Linux VPS monitoring with Prometheus and Grafana in 2026: a practical, low-noise setup

You can’t fix what you can’t see. Linux VPS monitoring with Prometheus and Grafana is still one of the clearest ways to answer the questions that matter during an incident: “Are we CPU-starved, memory-bound, running out of disk, or dropping packets?” This walkthrough aims for a setup that stays quiet on good days and only gets loud when something needs your attention.

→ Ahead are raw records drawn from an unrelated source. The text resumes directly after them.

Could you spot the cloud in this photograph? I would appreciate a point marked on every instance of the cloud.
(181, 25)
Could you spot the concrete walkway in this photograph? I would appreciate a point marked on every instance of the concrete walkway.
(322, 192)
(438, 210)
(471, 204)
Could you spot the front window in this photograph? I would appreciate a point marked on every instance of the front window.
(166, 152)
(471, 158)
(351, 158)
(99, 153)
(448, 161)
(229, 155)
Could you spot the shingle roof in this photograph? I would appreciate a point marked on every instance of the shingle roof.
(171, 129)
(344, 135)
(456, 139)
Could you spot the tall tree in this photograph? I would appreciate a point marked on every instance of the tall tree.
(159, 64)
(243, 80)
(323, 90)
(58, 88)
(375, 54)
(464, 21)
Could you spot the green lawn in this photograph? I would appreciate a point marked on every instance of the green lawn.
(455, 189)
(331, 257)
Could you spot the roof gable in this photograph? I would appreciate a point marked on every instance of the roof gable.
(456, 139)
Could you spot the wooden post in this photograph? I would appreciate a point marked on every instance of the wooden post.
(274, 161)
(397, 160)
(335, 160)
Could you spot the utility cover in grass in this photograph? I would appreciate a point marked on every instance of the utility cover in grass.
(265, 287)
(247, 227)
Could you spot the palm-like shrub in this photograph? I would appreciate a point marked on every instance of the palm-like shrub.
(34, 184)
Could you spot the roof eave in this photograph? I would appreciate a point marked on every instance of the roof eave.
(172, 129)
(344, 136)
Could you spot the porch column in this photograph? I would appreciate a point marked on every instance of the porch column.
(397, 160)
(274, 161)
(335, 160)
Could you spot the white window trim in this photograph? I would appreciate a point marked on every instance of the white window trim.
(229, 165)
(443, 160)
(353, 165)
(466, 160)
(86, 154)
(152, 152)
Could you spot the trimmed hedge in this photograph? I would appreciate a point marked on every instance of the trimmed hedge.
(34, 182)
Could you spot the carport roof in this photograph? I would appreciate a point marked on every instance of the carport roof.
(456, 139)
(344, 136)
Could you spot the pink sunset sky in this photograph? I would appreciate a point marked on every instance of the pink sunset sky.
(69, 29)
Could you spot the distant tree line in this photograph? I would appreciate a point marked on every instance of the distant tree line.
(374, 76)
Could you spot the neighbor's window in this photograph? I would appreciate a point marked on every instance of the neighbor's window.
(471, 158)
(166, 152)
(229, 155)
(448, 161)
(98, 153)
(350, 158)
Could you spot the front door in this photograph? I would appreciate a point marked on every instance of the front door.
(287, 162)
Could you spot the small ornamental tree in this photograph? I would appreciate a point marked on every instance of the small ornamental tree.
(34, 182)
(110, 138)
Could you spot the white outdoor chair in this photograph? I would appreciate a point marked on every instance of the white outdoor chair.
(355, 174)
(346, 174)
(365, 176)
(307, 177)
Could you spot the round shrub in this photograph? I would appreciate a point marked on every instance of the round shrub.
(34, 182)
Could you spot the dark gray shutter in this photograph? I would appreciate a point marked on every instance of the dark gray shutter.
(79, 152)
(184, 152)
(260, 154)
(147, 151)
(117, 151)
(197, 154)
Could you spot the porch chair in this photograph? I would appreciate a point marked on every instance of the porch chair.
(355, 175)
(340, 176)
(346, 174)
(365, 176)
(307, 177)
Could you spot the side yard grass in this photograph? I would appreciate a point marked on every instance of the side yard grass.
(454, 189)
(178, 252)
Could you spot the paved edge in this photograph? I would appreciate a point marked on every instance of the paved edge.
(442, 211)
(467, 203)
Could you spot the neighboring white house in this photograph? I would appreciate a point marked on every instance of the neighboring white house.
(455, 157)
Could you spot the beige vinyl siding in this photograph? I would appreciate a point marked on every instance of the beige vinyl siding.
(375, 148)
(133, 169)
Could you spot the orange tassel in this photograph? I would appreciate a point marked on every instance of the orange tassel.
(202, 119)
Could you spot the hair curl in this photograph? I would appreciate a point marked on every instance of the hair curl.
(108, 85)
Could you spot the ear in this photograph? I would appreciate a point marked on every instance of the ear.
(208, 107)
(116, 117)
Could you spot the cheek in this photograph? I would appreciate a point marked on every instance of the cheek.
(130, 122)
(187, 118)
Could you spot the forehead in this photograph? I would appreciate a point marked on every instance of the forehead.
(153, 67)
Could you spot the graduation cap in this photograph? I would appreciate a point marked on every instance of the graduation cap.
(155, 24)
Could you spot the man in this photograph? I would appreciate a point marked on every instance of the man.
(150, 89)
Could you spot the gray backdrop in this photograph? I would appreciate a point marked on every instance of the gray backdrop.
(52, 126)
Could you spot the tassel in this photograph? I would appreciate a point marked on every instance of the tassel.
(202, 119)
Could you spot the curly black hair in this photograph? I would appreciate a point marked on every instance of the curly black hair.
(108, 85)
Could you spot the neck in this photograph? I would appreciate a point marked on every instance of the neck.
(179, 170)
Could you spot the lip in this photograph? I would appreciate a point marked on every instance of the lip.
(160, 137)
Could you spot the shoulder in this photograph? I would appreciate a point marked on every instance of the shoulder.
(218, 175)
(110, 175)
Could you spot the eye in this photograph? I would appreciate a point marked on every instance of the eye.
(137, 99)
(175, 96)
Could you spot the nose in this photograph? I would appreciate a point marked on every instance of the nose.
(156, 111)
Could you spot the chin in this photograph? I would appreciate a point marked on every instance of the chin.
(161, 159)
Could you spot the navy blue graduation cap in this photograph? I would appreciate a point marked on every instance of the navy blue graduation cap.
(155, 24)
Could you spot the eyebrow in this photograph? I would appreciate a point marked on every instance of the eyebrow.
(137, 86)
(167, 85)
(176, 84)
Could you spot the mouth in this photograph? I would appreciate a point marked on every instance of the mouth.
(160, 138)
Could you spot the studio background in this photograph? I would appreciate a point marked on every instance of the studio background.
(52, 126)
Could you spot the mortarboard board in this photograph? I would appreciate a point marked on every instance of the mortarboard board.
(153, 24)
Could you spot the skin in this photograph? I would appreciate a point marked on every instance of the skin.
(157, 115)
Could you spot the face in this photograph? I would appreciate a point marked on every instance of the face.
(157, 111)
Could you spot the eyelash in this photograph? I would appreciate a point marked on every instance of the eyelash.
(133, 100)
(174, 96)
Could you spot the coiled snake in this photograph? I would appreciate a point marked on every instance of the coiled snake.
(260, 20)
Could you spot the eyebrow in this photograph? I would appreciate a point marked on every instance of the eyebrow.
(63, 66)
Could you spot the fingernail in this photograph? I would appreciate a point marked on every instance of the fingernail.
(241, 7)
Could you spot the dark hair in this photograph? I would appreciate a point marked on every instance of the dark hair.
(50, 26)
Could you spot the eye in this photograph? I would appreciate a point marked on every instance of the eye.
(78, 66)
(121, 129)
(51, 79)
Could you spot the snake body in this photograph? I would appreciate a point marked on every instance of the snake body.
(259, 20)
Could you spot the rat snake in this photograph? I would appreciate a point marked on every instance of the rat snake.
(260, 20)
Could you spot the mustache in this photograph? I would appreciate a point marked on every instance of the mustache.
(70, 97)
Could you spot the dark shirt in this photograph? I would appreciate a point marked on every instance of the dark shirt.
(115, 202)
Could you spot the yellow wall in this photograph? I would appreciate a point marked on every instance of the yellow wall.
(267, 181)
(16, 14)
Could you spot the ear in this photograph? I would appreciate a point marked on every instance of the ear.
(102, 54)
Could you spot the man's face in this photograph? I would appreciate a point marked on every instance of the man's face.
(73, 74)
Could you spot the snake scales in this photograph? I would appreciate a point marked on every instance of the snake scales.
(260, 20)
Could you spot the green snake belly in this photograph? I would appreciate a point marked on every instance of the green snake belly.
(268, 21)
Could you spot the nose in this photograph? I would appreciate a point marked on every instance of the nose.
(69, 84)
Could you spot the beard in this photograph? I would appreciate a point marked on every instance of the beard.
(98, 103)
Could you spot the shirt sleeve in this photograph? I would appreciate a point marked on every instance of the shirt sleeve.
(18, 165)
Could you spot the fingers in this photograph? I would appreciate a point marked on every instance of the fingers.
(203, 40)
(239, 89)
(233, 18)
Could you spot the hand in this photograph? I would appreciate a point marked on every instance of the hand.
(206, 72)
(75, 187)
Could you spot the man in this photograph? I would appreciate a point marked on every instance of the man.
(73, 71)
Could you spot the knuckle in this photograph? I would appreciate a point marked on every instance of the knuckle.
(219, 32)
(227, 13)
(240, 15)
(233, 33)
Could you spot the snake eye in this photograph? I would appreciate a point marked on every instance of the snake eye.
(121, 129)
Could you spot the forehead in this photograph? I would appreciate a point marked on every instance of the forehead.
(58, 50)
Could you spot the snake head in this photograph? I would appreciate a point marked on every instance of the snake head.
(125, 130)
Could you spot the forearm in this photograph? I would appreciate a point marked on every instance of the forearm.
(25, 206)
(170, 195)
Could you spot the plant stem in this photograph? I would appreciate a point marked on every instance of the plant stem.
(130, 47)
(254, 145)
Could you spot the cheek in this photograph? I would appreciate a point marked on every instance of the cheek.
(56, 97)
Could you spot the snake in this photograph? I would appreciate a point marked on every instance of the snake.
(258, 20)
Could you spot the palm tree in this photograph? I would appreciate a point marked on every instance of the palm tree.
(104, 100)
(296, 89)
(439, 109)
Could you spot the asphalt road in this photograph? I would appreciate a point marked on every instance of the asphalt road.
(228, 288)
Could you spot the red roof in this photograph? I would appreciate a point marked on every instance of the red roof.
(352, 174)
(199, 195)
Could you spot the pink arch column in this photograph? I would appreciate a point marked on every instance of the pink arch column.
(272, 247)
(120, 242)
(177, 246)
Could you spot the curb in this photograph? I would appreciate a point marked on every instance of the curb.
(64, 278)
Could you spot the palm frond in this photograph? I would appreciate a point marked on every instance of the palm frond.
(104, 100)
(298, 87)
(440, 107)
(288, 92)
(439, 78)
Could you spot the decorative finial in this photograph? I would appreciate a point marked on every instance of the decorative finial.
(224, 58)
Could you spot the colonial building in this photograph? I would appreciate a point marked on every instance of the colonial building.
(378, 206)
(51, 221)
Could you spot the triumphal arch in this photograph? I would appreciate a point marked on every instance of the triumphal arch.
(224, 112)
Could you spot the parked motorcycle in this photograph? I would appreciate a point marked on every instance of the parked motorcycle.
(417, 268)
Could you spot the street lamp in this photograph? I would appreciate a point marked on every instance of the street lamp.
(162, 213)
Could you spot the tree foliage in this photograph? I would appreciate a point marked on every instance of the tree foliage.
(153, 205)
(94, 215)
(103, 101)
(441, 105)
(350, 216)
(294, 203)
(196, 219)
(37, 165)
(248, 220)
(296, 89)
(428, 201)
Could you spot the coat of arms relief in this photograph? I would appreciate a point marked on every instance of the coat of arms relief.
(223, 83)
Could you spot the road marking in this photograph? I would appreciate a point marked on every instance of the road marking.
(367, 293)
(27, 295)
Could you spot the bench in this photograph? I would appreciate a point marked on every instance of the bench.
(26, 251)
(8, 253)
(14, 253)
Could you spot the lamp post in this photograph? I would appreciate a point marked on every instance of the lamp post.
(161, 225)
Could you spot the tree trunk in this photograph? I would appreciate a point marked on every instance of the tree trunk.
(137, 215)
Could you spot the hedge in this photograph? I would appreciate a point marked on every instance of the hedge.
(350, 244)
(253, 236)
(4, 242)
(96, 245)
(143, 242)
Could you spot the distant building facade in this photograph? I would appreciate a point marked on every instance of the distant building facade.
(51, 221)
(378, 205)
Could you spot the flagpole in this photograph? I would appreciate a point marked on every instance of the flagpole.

Assume a simple, real-world box: one Ubuntu 24.04/25.04-class VPS (systemd, no Kubernetes) running a small API and a worker. You want host metrics, a dashboard you’ll actually trust, and alerts that don’t ping you at 3 a.m. for non-events. We’ll also leave room for a couple of app probes later, without turning the server into a science project.

If this is production, size for headroom. A 2 vCPU / 4 GB instance is a sensible floor once you add Prometheus, Grafana, and your app together. HostMyCode’s HostMyCode VPS plans map well to this “single box, real monitoring” setup.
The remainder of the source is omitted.